Then the Standard Model set out on a road of success and triumph. Tau lepton was detected using the Stanford Positron Electron Asymmetric Rings (SPEAR) with a series of experiments conducted between 1974 and 1977 (Okun, 1980, p.103; Perl et al., 1975). In 1977, bottom quark was detected at Fermilab (Herb et al., 1977). The mediators of the weak force (W⁺, W^- and Z) were all discovered in 1983 at CERN.

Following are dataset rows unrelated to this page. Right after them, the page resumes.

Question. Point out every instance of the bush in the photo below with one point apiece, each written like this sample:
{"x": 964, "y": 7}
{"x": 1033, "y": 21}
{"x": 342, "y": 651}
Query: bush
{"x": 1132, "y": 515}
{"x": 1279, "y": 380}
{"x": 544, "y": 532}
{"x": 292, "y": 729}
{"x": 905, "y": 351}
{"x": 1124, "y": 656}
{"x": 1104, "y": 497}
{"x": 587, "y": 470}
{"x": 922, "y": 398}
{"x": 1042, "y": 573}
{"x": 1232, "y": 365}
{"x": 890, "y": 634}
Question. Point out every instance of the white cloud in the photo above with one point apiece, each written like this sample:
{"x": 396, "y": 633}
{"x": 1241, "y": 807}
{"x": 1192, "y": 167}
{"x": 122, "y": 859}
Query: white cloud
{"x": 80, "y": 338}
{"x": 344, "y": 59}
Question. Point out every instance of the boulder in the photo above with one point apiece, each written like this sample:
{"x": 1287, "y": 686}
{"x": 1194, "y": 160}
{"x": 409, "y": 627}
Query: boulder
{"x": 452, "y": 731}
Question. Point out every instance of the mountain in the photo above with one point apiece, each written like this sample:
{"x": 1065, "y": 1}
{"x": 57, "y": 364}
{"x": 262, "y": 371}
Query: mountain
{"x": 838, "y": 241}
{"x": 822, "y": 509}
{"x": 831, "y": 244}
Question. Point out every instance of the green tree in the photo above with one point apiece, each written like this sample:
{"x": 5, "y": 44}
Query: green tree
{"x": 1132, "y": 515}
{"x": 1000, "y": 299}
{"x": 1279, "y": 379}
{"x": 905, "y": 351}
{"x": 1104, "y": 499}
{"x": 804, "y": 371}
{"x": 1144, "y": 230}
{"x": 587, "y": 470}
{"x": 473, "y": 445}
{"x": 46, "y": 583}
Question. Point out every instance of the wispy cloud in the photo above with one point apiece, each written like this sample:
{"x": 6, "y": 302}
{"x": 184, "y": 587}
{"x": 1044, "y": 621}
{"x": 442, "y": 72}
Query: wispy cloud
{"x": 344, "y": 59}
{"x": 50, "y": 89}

After that, things went quite for a decade as the precision and operating energy of the then-top-of-the-line labs were not enough to detect or produce the remaining particles predicted by the Standard Model. With the construction of new detectors like those used in the Collider Detector at Fermilab (CDF), D0 experiment (D0 or D∅) and Direct Observatrion of the Nu Tau (DONUT) at Fermilab, top quark was detected in 1995 (Abe et al., 1995; Abachi et al., 1995) and tau neutrino was detected in 2000, which completed the 3 generations of quarks and leptons. All of these breathtaking achievements culminated in 2012 when the last piece of the puzzle, the Higgs boson, was finally detected.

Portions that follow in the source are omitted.